NEOS KÄRNTEN fordert...

Mehr Härte bei der Transparenzdatenbank

20. December 2018

Eine sündteure Transparenzdatenbank zu haben, um den BürgerInnen im Land eine Übersicht zu geben, wie unser Steuergeld eingesetzt wird, ist sinnlos, wenn sie die regierenden Politiker auf Bundes- und Landesebene nicht nutzen und damit Gesetze ignorieren. 
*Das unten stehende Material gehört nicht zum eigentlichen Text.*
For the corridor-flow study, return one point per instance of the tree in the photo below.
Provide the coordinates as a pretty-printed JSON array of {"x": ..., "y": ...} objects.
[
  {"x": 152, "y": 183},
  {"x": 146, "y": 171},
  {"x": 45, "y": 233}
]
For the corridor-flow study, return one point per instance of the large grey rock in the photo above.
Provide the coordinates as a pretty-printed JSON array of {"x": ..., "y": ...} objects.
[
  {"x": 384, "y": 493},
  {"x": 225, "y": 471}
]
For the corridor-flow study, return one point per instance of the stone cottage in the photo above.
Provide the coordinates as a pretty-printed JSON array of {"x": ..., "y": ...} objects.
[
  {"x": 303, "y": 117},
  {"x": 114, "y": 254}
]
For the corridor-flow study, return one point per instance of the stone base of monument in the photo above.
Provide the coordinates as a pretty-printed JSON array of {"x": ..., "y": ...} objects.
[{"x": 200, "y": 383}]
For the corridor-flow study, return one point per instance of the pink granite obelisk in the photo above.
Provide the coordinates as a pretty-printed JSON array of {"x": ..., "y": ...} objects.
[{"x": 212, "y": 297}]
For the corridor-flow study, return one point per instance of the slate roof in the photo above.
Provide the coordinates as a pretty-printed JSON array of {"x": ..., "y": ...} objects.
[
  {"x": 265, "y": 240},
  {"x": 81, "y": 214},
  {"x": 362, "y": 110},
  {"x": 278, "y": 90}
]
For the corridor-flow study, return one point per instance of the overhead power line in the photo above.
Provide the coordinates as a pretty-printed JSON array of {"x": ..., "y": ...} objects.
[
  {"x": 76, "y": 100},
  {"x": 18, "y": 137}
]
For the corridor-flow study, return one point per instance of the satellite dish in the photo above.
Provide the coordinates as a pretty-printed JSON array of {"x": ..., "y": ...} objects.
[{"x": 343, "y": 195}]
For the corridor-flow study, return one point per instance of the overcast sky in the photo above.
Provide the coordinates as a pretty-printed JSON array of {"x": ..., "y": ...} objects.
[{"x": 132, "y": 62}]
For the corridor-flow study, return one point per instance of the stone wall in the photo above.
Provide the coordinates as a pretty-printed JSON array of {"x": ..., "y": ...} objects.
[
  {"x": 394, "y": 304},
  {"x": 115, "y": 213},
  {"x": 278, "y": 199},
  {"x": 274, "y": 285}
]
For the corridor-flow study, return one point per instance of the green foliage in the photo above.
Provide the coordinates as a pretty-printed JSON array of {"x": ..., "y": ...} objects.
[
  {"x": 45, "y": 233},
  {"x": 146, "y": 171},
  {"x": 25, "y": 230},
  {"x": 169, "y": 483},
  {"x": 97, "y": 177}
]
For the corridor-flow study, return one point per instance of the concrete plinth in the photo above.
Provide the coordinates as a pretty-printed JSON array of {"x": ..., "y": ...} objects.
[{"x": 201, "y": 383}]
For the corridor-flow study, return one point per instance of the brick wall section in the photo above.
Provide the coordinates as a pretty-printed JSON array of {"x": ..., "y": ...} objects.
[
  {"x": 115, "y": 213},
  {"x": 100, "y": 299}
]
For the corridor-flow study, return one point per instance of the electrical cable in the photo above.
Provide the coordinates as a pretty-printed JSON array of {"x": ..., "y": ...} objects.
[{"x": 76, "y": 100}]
Mehr Härte bei der Transparenzdatenbank

NEOS Kärnten forderten bereits beim „Ausschuss für BürgerInnenbeteiligung“ im Kärntner Landtag die vollständige Umsetzung des Gesetzes - und blitzte bei den im Landtag vertretenen Parteien damit ebenso ab wie mit der Forderung nach Halbierung der viel zu hohen Parteiförderung für die Politik in Kärnten.

 

“Braucht es Strafzahlungen, um die politischen Mächte in diesem Land zur Einhaltung von Gesetzen zu zwingen?” fragt der Jurist und NEOS Landessprecher Markus Unterdorfer-Morgenstern.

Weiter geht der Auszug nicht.